Neuroendocrine Cancer Community

I’m Polly, 68 years old. In a former life I was a Business Analyst and IT Project Manager. Taking early retirement in my late 50s, it was to be a venture into the unknown but what followed was not quite what I had in mind.

So how I got here…. I’m a partner to Mike who was diagnosed in 2014 – following some very vague symptoms – with a primary in the small bowel and extensive metastases. Major surgery, a long recovery, followed by ‘stability’, and monthly injections. However, curved balls do have a habit of coming along to interrupt the ‘new normal’. Including: ‘Just because you have one cancer doesn’t mean you can’t get another totally unrelated one (btw now clear)’ and ‘Take your eye off the ball and the metastases decide to go walk about into your heart muscles’.

During the past 10 years there’s been, both physical and emotional, highs and lows and everything in between. We’re still together, supporting each other with the invaluable assistance of a working black lab called Elder. And back to ‘static and stable’ for now.

My role in this…. It isn’t easy being a ‘carer’. There’s been a steep learning curve, I can probably now add the following onto my CV: erstwhile expert, advocate, nurse, secretary, chauffeur, all round pain in the backside.
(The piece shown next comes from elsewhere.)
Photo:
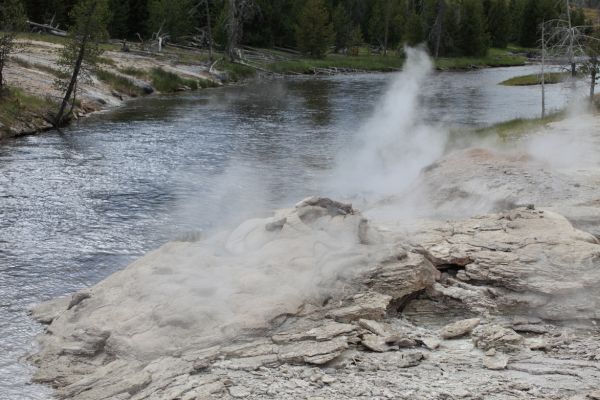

I’ve coped. I’ve hit rock bottom. I’ve experienced compassion fatigue. Finding my way initially to Maggie’s at Newcastle for weekly Tai Chi and an 8-week mindfulness course certainly helped.

When Neuroendocrine Cancer UK set up a Friends and Family Facebook group and corresponding Natter meetings it was just what I needed. It’s a hugely supportive group of people who understand the complexities of what we face. It’s a ‘safe place’ where we can raise questions and cover topics with Lead CNS, Nikie Jervis, we might not otherwise be able to ask.

I’m a great advocate that we, as carers, have a responsibility to our own wellbeing. If we do not take care of ourselves how can we hope to care for someone we love.

So yes, sometimes you have to put yourself first. It’s ok to insist on ‘me time’. It’s strange to think that I now have a creative side I didn’t expect to have, watercolour painting, photography and philosophy are part of the new me.

So why become an Ambassador?…..Perhaps the following best sums it up; The opportunity to represent Friends and Family within the Ambassador’s group, and the wider audience, with advocacy for the sometimes unspoken role of the carer.